Less is enough (Be my guest II)

Frans Klerkx — Alexandra Roozen — Ine Vermee

Alexandra Roozen, Two Tone (large), 160x120 cm, pencil on paper, 2022 (detail)

In September, Stijn Coppejans will once again open his gallery to an external curator. With the annual 'Be my guest' initiative, Coppejans Gallery seeks to broaden its outlook and gain insight into how others view the gallery and its potential.
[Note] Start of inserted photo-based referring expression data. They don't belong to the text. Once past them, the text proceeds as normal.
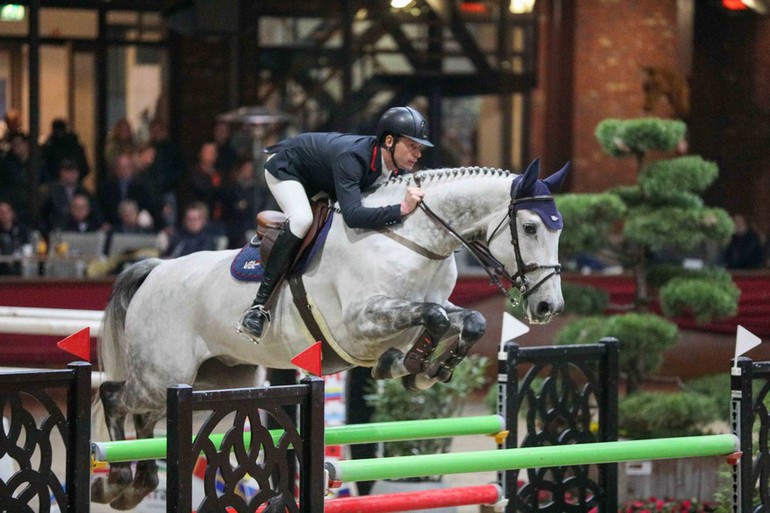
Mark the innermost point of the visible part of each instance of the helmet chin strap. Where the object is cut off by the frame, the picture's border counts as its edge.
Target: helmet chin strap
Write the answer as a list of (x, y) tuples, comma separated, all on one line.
[(392, 150)]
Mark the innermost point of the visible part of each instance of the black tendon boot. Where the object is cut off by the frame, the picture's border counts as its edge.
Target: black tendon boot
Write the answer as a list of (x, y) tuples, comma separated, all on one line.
[(252, 322)]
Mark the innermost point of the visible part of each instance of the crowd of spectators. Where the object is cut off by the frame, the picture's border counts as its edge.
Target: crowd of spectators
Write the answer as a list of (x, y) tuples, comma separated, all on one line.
[(148, 188)]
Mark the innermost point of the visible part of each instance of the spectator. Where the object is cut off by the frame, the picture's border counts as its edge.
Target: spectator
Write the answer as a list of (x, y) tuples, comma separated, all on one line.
[(14, 175), (55, 207), (120, 141), (168, 168), (10, 125), (744, 251), (81, 217), (14, 235), (227, 157), (205, 181), (60, 145), (124, 183), (130, 219), (193, 235), (238, 203)]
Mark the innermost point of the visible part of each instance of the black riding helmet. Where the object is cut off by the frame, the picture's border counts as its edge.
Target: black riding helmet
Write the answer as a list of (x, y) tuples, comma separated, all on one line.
[(403, 121)]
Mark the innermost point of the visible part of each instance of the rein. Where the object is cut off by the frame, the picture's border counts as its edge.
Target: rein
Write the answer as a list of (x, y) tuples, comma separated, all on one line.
[(491, 265)]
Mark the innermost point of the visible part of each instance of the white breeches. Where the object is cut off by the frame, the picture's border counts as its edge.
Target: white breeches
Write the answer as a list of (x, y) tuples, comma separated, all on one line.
[(293, 200)]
After a first successful edition in 2022 with art collective FAAR, it is now Manuela Klerkx's turn. She selected three artists who she believes fit perfectly into the gallery's operation. Indeed, the choice fell on three inquisitive artists from three generations, each with an exciting body of work that bears visible and invisible links to current movements and art history.



Less is enough

curator: Manuela Klerkx

The motto 'Less is more' comes from the beautiful poem 'The Faultless Painter' by English poet Robert Browning (1812-1889) from 1855 and was adopted in 1947 by German-American architect and furniture designer Ludwig Mies van der Rohe (1886-1969) to illustrate his modernist view that form and structure in disciplines such as architecture and design should be reduced to a minimum because simplicity and minimalism would be more effective and aesthetic than excess.
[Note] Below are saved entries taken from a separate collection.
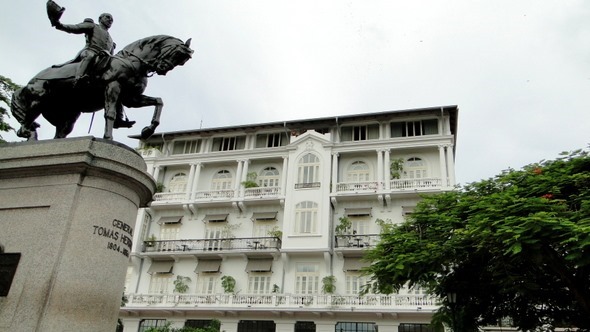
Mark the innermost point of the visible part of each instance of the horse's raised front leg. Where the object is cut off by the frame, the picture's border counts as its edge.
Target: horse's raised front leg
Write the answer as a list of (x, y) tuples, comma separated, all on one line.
[(111, 97), (143, 100)]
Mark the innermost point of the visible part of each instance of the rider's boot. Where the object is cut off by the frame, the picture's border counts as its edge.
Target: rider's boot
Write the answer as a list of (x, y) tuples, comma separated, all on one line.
[(123, 123)]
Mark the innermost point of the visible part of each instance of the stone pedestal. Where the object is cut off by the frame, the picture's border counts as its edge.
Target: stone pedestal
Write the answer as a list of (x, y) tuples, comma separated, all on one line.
[(69, 207)]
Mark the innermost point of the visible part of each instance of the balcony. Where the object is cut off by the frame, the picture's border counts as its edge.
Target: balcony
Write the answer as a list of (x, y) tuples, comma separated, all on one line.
[(418, 184), (286, 302), (200, 247), (354, 245)]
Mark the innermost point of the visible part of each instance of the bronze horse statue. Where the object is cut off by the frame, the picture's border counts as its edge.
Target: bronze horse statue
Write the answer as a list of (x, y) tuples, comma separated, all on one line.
[(119, 82)]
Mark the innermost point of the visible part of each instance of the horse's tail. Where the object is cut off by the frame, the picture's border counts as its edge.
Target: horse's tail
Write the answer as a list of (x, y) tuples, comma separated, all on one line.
[(19, 111), (16, 106)]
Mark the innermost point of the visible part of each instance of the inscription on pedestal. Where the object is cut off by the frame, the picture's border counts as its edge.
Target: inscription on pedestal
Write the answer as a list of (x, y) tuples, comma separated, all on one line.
[(8, 265), (119, 236)]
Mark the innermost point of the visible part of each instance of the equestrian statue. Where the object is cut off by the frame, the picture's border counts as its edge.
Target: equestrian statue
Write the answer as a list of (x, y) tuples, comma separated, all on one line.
[(97, 79)]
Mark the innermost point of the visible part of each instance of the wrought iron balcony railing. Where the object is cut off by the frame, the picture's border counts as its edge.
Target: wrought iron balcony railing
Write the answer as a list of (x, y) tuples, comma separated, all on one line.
[(251, 243), (424, 183), (286, 301), (356, 240)]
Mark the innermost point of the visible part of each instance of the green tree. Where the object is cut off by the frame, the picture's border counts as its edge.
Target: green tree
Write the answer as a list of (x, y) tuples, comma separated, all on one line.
[(7, 88), (514, 246), (214, 326)]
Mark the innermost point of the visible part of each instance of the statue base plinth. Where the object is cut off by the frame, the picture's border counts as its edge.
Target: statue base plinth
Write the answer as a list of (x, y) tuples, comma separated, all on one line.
[(68, 207)]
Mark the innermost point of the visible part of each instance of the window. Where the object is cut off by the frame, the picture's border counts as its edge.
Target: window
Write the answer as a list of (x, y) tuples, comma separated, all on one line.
[(222, 180), (269, 177), (355, 282), (358, 171), (304, 327), (256, 326), (414, 128), (159, 283), (307, 278), (168, 232), (207, 283), (271, 140), (229, 143), (414, 168), (258, 283), (306, 214), (355, 327), (200, 323), (214, 234), (359, 133), (186, 147), (406, 327), (308, 172), (146, 324), (178, 183)]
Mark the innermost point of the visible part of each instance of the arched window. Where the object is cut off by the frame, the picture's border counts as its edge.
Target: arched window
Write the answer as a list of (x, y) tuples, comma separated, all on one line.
[(308, 171), (178, 183), (269, 177), (221, 180), (306, 215), (415, 168), (358, 171)]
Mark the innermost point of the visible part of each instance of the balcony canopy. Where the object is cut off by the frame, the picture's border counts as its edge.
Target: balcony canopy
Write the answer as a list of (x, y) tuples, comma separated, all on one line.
[(208, 266), (354, 264), (170, 220), (215, 217), (259, 265), (161, 267), (358, 212)]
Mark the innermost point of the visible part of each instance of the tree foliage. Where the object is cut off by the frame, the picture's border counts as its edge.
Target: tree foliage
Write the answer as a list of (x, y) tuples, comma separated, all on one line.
[(214, 326), (7, 88), (516, 245)]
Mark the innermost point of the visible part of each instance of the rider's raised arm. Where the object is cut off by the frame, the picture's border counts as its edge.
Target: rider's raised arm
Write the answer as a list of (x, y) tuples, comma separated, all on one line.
[(79, 28)]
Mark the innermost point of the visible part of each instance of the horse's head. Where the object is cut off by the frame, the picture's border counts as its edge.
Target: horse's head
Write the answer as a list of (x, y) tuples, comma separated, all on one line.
[(159, 53), (173, 53)]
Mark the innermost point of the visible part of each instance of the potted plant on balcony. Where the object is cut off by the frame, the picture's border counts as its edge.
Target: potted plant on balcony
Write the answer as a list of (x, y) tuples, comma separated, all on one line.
[(181, 284), (150, 241), (396, 167), (329, 284), (250, 180), (343, 228), (229, 284), (275, 232)]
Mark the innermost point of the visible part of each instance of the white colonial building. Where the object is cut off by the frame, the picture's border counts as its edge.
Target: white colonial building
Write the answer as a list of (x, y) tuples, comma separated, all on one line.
[(264, 205)]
With the emergence of Postmodernism in the late 1960s, this rational, formal approach to visual art and architecture faced increasing criticism and had to make way for a more emotional and less 'elevated' approach with room for complexity, colour, irony and imagination. American architect Robert Charles Venturi (1925-2018) capitalised on this vision, which asserted itself not only in the visual arts and architecture, but also in philosophy and music, with his 1966 statement 'Less is a Bore'.
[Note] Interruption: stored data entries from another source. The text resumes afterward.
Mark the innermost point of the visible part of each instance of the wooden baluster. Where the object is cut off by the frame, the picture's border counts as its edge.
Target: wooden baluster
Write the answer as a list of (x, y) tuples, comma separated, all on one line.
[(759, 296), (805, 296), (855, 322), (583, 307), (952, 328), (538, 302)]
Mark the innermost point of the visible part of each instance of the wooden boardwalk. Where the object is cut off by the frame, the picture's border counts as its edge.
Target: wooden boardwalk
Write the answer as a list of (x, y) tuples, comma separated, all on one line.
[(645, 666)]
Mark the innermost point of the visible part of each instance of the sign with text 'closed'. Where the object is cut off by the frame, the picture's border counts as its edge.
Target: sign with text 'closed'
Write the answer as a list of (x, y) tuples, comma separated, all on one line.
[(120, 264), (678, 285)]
Now to the artists Frans Klerkx (Mill, 1932), Alexandra Roozen (Purmerend, 1971) and Ine Vermee (Tilburg, 1954) whose work has been brought together in this exhibition for the first time. And not because their work would fall under the category 'Less is more' or 'Less is a bore'. On the contrary. Their art has nothing to do with the hard-edged minimalism of modernism or the eclectic art of the postmodern era. The title 'Less is enough' is also not meant to define a new movement but to denote the work of a number of artists for whom a little less is enough to make penetrating, idiosyncratic work that is neither rigid nor boring, but bends with the surprising and unexpected moments and obstacles they may face. Nothing more and nothing less.

One could say that Roozen's pencil drawings are the result of a 'tracking' of all the sensory (including auditory), physical and machine aspects of drawing with graphite pencil; that Klerkx's paper, geometric folds result from a highly refined play between the maker and a sheet of paper, a pair of scissors and a pencil and that Vermee investigates the influence of different techniques (such as lacquer, enamel, textile and inkjet) on the effect of white colours, with regard to surface, texture, light and colour effects. Not the illusion of an image but the reality of making is what these artists share. To that extent, their approach echoes that of American painter Robert Ryman (1930-2019) who said: 'The question is not what to paint, but how to paint.'

What is striking when seeing the work of these artists is that every movement, every inch and every choice seems to matter. The action may well be grand, the image may well be playful and the surface may shine as long as the work advances on it, if not, less will do. Not from the dictates of a preconceived plan or theory but from the process itself, based on the question of what the work needs to manifest itself in its essence/being.

The highly coherent combination of idea and execution of their research, which has been ongoing for over twenty-five years, is so unique that one cannot help but realise that these artists have thought endlessly about the how and why of their actions and their consequences. Monumentality and intimacy, the static and the dynamic, the rational and the sensitive, the hard and the soft merge effortlessly in their work. As a viewer, you feel that a spiritual and artisanal battle has been fought between man and matter. Therefore, the recipient does not have to make an effort to decipher the work of art; the artist, in his/her quest for artistic and spiritual enrichment, has already done that for him/her long before, by penetrating so deeply to the core of his/her idea, feelings, medium and technique that only the essence is enough to amaze himself/herself and the viewer. Because less is enough.